NeuroBo Pharmaceuticals, Inc., is a clinical-stage biotechnology company focused on therapies for cardiometabolic diseases. Its primary therapeutics programs include DA-1241 and DA-1726, DA-1241 is a novel G-Protein-Coupled Receptor 119 (GPR119) agonist, which promotes the release of key gut peptides GLP-1, GIP and PYY, which, in turn, play an important role in glucose metabolism, lipid metabolism and weight loss. DA-1726 is a novel oxyntomodulin (OXM) analogue functioning as a glucagon-like peptide-1 receptor (GLP1R) and glucagon receptor (GCGR) dual agonist. OXM is a naturally-occurring, 37-amino acid peptide hormone that is released from the gut after ingestion of a meal, activating both the GLP-1 and glucagon receptors, prompting reduced food intake as well as an increase in energy expenditure, potentially resulting in superior body weight loss compared to selective GLP-1 receptor agonists.

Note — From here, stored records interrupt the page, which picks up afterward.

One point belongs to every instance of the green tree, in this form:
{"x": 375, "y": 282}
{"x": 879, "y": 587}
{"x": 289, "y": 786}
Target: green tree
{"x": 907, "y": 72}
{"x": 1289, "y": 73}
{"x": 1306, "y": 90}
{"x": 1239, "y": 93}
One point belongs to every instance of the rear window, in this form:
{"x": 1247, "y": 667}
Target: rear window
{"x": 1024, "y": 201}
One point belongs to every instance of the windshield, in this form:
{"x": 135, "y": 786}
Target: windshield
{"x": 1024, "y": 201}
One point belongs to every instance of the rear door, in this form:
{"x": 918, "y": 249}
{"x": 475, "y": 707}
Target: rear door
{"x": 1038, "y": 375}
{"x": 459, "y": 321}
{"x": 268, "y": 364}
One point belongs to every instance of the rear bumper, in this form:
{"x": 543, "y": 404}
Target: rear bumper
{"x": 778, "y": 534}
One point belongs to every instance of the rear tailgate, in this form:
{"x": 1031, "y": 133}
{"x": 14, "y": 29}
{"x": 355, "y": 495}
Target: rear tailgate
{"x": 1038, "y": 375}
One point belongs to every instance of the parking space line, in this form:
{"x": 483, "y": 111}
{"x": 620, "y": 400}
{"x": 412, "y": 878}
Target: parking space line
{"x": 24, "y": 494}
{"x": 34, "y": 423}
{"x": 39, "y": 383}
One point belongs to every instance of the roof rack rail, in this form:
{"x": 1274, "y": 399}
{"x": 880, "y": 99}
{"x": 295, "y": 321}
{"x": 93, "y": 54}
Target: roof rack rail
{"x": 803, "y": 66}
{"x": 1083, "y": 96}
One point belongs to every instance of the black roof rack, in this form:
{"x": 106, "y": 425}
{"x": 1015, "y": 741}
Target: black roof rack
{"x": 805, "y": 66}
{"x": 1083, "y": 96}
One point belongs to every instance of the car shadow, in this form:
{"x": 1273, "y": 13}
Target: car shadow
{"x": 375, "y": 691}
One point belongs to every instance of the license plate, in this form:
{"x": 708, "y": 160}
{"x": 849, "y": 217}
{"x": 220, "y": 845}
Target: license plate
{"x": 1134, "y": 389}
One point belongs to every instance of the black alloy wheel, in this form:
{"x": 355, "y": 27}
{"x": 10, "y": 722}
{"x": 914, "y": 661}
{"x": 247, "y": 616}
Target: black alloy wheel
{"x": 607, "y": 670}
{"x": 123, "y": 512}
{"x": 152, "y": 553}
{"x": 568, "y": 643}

NeuroBo Pharmaceuticals, Inc. is headquartered in Boston, Massachusetts. For more information, please visit www.neurobopharma.com.
Certain statements in this release may be considered forward-looking statements within the meaning of the Private Securities Litigation Reform Act of 1995, including without limitation, statements about the closing of the offering of securities. Forward-looking statements are predictions, projections and other statements about future events that are based on current expectations and assumptions and, as a result, are subject to risks and uncertainties. Many factors could cause actual future events to differ materially from the forward-looking statements in this release, including, without limitation, those risks associated with our ability to execute on our commercial strategy, the timeline for regulatory submissions and potential regulatory approval of our current and future product candidates, the ability to realize the benefits of the license, including the impact on future financial and operating results of NeuroBo; the ability to integrate the new product candidates into NeuroBo's business in a timely and cost-efficient manner; the cooperation of our contract manufacturers, clinical study partners and others involved in the development of our current and future product candidates; costs related to the license agreement, known and unknown, including costs of any litigation or regulatory actions relating to the license agreement; changes in applicable laws or regulations; effects of changes to NeuroBo's stock price on the terms of the license agreement and any future fundraising; and other risks and uncertainties described in our filings with the SEC. Forward-looking statements speak only as of the date when made. NeuroBo does not assume any obligation to publicly update or revise any forward-looking statements, whether as a result of new information, future events or otherwise.